A 1974 graduate of the University of Notre Dame with a degree in American Studies, Eichler worked as an orderly before taking pre-med classes at Le Moyne College
in Syracuse, N.Y. After failing to gain admission to medical school, he accepted a friend’s offer to serve as the stage manager for First Street Theater in Dayton, Ohio.
He later relocated to Northern Virginia with his future wife, Alison, and worked at the Folger Theatre as the box office manager.
But he hadn’t given up on his dream of a career in medicine and in 1983, he again applied to medical school and this time was accepted to the VCU School of Medicine.

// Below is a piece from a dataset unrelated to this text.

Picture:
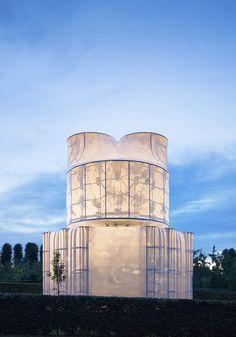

“I just love the whole process of medicine,” Eichler shares in the fall 2017 issue of the medical school’s alumni magazine 12th & Marshall. “Being responsible for helping people, along with the rigor and discipline involved, really excites me.”
Eichler remains active in theatrical productions around Richmond and has taken on a wide variety of roles, including Kris Kringle in “Miracle On 34th Street,” Andrew Carnes in “Oklahoma!” and Hercule Poirot in Agatha Christie’s “Black Coffee.”
“This chapter of my life has been punctuated by revisiting my love of the theatre and subsequently embarking on a modest acting career that I expect to keep me busy in retirement,” he says. “It has also been an opportunity to expand my volunteer activities with ASTRO, unexpectedly culminating in the honor of being named president-elect.”
He will serve a one-year terms as president-elect, a year as ASTRO president beginning at September 2019’s Annual Meeting and then a year as chair of the board of directors starting in the fall of 2020.